Thursday, July 12, 2007

Müllerst Lust – Expats Frust

Das Wandern, so sagt der Voldsmund, ist des Müllers Lust. Und der Sommer (wie übrigens auch die Weihnachtszeit), so wage ich zu behaupten, des Expats Frust.

Zumindest was die Abu Dhabi-Kommune anbelangt. Denn die Sommermonate Juni bis August gehören in der Tat zu den aktivsten Phasen der Expats hier, insbesondere der Familienangehörigen. Nicht aber, wie man jetzt vielleicht vermuten könnte, was die Bruttätigkeit betrifft. Genau diese leidet nämlich, da in erster Linie die Reisetätigkeit rapide zunimmt. Dies wiederum führt oftmals zu längeren Phasen der Trennung. Es sei denn, der vereinsamte Zurückgebliebene lasse sich dazu verleiten, die nervenaufreibende Geduldsprüfung beim Staffschalter in Angriff zu nehmen und ein Ticket für einen Spontan-Besuch in der Heimat zu erstehen. Wohl wissend, dass er einen solchen in der Regel bitter bezahlt mit Schlafstörungen infolge übermässiger Reisetätigkeit, gekoppelt mit erhöhter Nachtaktivität.
So gebärden kann sich der einsame Familienvater natürlich nur dann, wenn ihm ein genügend grosser Freitageblock zur Verfügung steht. Mindestens drei Tage sollten’s schon sein, ideal wären vier und bei akutem Testosteron-Überschuss versucht man’s auch mal bei nur zwei.

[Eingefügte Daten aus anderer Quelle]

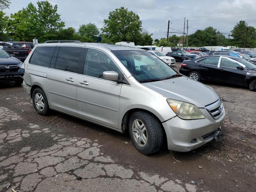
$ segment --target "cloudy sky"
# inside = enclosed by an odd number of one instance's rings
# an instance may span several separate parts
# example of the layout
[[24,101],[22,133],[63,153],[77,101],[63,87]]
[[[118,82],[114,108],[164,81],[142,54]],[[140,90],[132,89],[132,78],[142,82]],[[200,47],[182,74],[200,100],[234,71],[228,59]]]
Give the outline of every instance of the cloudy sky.
[[[36,0],[11,0],[7,15],[14,13]],[[188,20],[188,34],[197,29],[212,26],[226,36],[240,20],[256,27],[255,0],[48,0],[57,4],[58,12],[66,26],[76,30],[90,22],[99,28],[110,11],[124,6],[140,16],[144,30],[155,38],[165,37],[168,20],[170,27],[183,31],[184,18]],[[171,29],[170,31],[175,31]],[[180,35],[180,34],[176,34]]]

Insider sprechen übrigens auch von der sogenannten „WANKER-Periode“. Was nichts anderes heisst als „Wife Away No Kids Eating Rubbish”! Speziell letzteres bringt dummerweise den Nachteil, dass auch die Körpermasse, insbesondere der BMI in Mitleidenschaft gezogen werden, was wiederum das individuelle Frusttotal über Gebühr belastet und den Gang zum Staffschalter begünstigt.

Freizügige Crew Controller
Auch ich habe mich vor wenigen Tagen zu einem Kurztrip in die Schweiz entschieden. Es war keine Verzweiflungstat, sondern vielmehr die Frucht eines taktisch raffiniert ausgehandelten zusätzlichen Freitages, indem ich die Crew Control-Oberinstanz kühn darum bat, man möge mir doch einen (für mich) ungünstig gelegenen „Stby-Tag“ erlassen. Ich lockte die Dame am Schalter mit der Aussicht auf extra für sie importierte Schokolade aus frischer Alpenmilch und erhielt meine Anfrage mit überraschender Freizügigkeit gewährt.
Der Familie sagte ich vorerst nichts, denn noch schien mir die Sache nicht ganz geheuer. Ich flog zuerst einmal nach New York und kontrollierte, kaum im Hotelzimmer angekommen, einmal mehr meinen laufenden Einsatzplan im Internet. Alles ok – keine Änderung. Langsam begann ich daran zu glauben und zog in Betracht, der ahnungslosen Gattin ein SMS zu schicken. Doch ich konnte mich beherrschen und wartete weiter zu, derweil ich mich mit einigen Besatzungsmitgliedern zum Abendessen ins nahe gelegenen Steakhouse aufmachte.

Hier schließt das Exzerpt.